Friday, January 25, 2008

I'm back

I don't know if anybody is going to realise I'm writing again. Well, I'm not gonna tell. Mainly because I don't know why I feel this urge to 'speak' again, when I know I can't truly say what I need to, on this platform.

I'm in this conflict - I want to scream out, yet I need to keep it all within. There is the recognition of a flesh eating monster within, and yet I can't let it out. Pain breeds more pain doesn't it?


As the pain deepens, the truth gets real-er and I keep hoping it'll maybe reach a high and burst and I'll be whole again. And then there's that weird way how pain becomes a sorta comfort itself.
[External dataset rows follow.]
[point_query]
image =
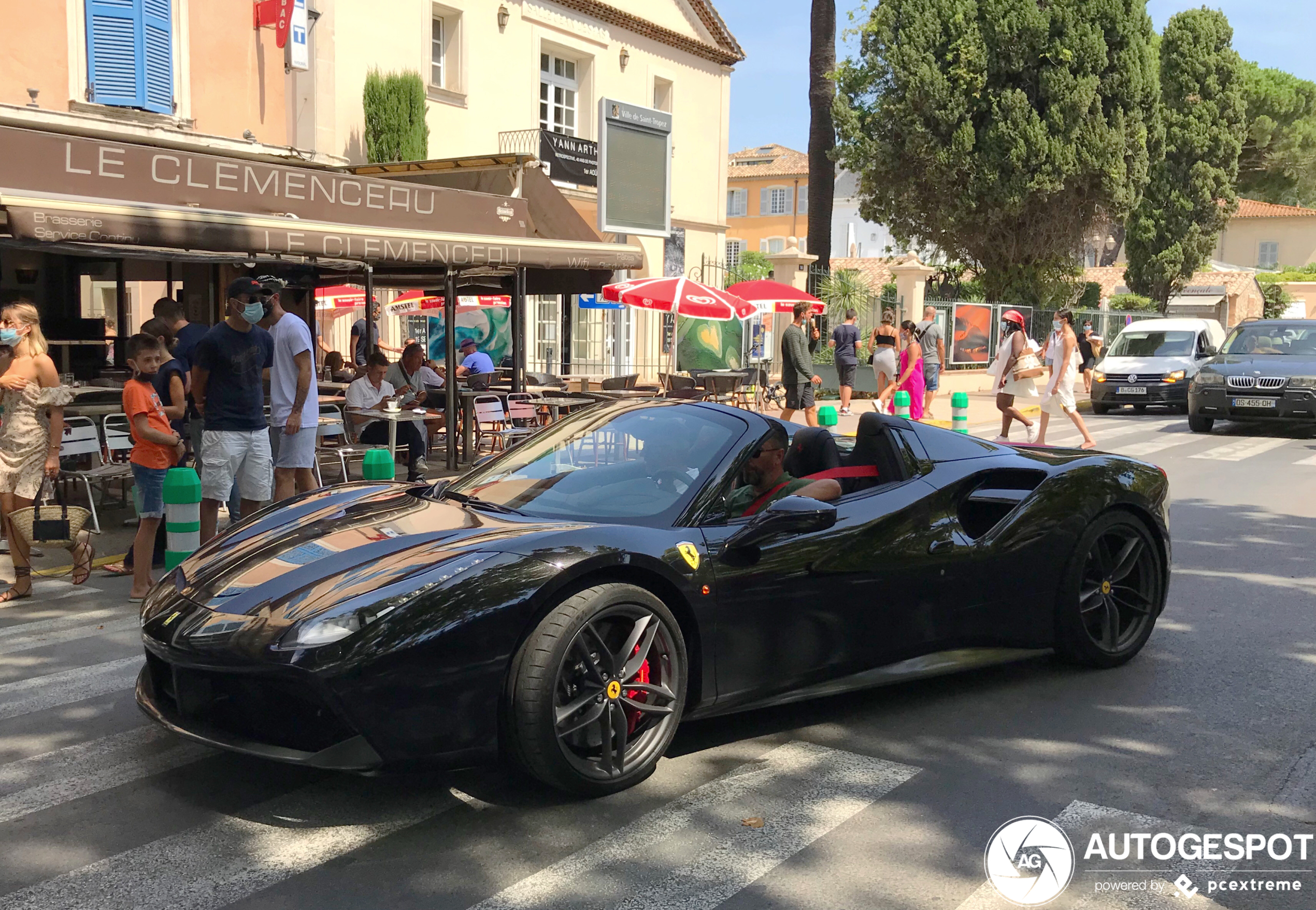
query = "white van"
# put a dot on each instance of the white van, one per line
(1153, 361)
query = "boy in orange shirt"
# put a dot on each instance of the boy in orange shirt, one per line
(155, 449)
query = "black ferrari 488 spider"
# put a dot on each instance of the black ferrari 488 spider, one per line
(571, 601)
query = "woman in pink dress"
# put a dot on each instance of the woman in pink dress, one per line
(911, 372)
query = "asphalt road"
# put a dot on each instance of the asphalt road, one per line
(885, 799)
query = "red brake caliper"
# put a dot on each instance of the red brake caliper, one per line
(635, 694)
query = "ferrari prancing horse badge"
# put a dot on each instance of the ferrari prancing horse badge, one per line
(690, 552)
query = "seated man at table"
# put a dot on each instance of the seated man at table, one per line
(766, 480)
(369, 394)
(476, 363)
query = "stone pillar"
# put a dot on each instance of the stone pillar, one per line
(911, 285)
(791, 268)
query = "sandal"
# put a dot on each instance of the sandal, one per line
(12, 594)
(83, 555)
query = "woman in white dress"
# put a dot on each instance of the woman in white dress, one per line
(1014, 343)
(1058, 397)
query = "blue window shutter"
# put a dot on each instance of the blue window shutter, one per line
(159, 56)
(113, 53)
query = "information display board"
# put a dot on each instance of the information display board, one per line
(635, 170)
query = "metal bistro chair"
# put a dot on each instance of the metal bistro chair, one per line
(82, 439)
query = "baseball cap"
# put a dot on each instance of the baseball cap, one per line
(245, 285)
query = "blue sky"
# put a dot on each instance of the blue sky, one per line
(770, 89)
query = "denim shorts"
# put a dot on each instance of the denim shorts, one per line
(149, 490)
(931, 376)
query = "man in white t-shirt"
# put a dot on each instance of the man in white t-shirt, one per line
(367, 394)
(294, 397)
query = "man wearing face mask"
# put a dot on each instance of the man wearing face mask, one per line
(227, 385)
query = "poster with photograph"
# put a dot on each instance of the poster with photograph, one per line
(971, 340)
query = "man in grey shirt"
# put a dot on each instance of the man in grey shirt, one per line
(932, 340)
(798, 368)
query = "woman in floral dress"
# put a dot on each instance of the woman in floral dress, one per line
(31, 432)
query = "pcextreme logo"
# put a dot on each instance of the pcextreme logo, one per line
(1029, 862)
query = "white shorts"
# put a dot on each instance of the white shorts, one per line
(236, 456)
(296, 451)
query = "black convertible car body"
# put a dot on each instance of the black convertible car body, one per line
(570, 602)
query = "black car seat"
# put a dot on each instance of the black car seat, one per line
(812, 451)
(876, 446)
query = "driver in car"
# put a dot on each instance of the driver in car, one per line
(768, 481)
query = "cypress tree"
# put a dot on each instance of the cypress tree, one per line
(1193, 191)
(395, 118)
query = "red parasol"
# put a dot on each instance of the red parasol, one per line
(681, 297)
(770, 295)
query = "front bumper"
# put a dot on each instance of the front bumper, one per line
(253, 714)
(1157, 393)
(1218, 402)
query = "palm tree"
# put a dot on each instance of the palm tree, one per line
(822, 131)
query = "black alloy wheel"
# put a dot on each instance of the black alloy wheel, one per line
(1114, 594)
(598, 690)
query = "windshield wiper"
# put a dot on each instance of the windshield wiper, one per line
(479, 504)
The heavy head, the pounding heart, the tears that will not cease, and the frown that will not leave - at least, you know you're alive.

I tried to read my past posts. But I couldn't. The pounding got harder, turning it almost into an aching phsysical pain. The tears were threatening to fall, and I was tired of allowing that to happen. So I didn't.
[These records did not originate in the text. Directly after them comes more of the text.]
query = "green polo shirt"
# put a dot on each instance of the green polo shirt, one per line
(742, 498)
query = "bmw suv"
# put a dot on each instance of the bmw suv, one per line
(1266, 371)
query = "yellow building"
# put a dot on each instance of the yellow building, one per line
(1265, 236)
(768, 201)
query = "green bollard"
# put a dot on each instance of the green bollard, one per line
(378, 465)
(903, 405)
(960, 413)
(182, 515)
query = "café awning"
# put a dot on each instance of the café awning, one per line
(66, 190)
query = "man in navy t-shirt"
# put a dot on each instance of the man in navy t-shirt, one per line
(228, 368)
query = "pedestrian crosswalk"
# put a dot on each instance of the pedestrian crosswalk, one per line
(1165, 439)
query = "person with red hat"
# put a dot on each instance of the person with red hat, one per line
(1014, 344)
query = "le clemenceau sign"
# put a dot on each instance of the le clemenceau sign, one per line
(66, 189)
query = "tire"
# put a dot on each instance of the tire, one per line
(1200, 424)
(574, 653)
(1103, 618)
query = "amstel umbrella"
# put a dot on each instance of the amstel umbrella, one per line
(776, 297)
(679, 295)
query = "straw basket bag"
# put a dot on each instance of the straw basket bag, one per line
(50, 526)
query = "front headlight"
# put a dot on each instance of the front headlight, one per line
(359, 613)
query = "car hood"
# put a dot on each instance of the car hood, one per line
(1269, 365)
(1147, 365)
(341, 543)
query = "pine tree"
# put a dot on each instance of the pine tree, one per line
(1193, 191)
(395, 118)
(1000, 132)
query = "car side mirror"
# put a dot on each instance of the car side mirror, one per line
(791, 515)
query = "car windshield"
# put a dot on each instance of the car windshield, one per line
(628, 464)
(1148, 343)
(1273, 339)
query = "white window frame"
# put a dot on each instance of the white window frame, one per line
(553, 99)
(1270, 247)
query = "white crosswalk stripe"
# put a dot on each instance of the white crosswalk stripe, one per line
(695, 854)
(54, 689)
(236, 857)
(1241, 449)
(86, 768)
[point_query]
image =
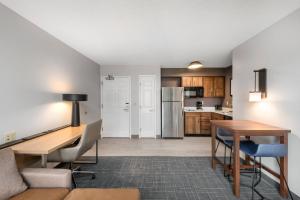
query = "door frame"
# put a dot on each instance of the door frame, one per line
(155, 104)
(130, 99)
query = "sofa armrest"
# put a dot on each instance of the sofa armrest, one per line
(47, 178)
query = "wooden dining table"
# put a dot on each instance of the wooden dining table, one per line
(46, 144)
(248, 128)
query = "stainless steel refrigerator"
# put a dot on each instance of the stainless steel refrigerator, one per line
(172, 112)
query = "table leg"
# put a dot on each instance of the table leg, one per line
(236, 166)
(284, 169)
(247, 157)
(44, 160)
(213, 146)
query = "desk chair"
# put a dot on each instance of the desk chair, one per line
(70, 154)
(263, 150)
(225, 137)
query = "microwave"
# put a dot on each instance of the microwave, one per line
(193, 92)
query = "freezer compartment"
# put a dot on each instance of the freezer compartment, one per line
(172, 120)
(172, 93)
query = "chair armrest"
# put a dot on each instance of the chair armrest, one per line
(47, 178)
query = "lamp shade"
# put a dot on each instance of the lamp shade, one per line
(254, 96)
(75, 97)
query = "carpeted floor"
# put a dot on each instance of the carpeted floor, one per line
(182, 178)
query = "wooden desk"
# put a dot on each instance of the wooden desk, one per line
(47, 144)
(249, 128)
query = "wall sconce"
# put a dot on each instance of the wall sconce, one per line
(110, 77)
(260, 86)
Isn't that scary? I can't read me.

I'm no longer astounded at how stupid I can get, or how naive I am when I believe goodness and love will come triumphant at the end. It doesn't. I'm not even going to try to be any different because I know I don't know how.

A very good friend asked me very recently when and why I lost the fight in me, why I seem so meek, and why I have a never-say-die attitude when sometimes I really shouldn't. I should just stop trying. I should just, go. But no, of course I decide I'm stronger than that.

(try to be hero somemore la, Jesh)

I don't know.

I guess I try and tell myself and everyone near me that I'm an intelligent cynic who's only too wise for this world but secretly try desperately hard to live out a happily-ever-after.

And as it seems, it's burst right in my face.